Google Senior Vice President and Chief Technology Officer of AI and Infrastructure, Amin Vahdat, stated in a blog post, “With the rise of AI agents, we believe that chips specialized for training and deployment needs will benefit the industry.”
In March, NVIDIA touted its upcoming chip products, leveraging technology gained from its $20 billion acquisition of chip startup Groq, which allows models to respond quickly to user queries. Google is a major customer of NVIDIA, but also offers TPUs as an alternative to businesses using its cloud services.
Most of the world’s leading tech companies are developing artificial intelligence-specific semiconductors to maximize computational efficiency and meet the needs of specific application scenarios. Apple has been integrating neural engine AI components into its self-designed iPhone chips for years; Microsoft released its second-generation AI chip in January of this year; and last week, Meta announced it is partnering with Broadcom to develop multiple AI processors.
Google is a pioneer in this trend.
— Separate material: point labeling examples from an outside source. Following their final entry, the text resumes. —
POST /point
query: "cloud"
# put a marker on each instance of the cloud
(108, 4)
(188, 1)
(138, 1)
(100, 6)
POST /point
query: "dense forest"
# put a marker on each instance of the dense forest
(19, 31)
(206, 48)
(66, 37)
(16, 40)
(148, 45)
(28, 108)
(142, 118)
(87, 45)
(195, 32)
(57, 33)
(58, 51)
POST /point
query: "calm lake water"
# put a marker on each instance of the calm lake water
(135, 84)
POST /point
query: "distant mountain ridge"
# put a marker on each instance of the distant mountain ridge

In 2015, Google began using its self-developed chips to run AI models and opened them up for rent to cloud service customers in 2018. Amazon Web Services launched the Inferentia chip for processing AI requests in 2018 and the Trainium processor for training AI models in 2020.
Investment firm DADavidson analysts estimated last September that the TPU business, combined with the Google DeepMind AI team, is worth approximately $900 billion.
Currently, no tech giant can replace NVIDIA, and Google did not even compare the performance of its new chips to those of the AI chip leader. However, Google says the new training chip is 2.8 times the performance of the seventh-generation Einwood TPU released in November of last year at the same price, and the inference chip’s performance is improved by 80%.
NVIDIA says its upcoming Groq3LPU hardware will use a large amount of static random access memory (SRAM), and AI chip maker Cerebras, which filed for an IPO earlier this month, also uses the technology. Google’s new inference chip, codenamed TPU8i, also features SRAM, with 384MB of SRAM built into a single chip, three times the capacity of the Einwood TPU.
Alphabet CEO Sundar Pichai wrote in a blog post that the chip architecture is designed to “deliver massive throughput and low latency at a high value, meeting the needs of running millions of agents simultaneously.”
The scale of Google AI chip applications is expanding. Google says Castle Securities has built quantitative research software based on Google TPU, all 17 national laboratories of the U.S. Department of Energy are using AI collaborative scientist software developed based on the chip, and AI company Anthropic has pledged to use several gigawatts of Google TPU computing power.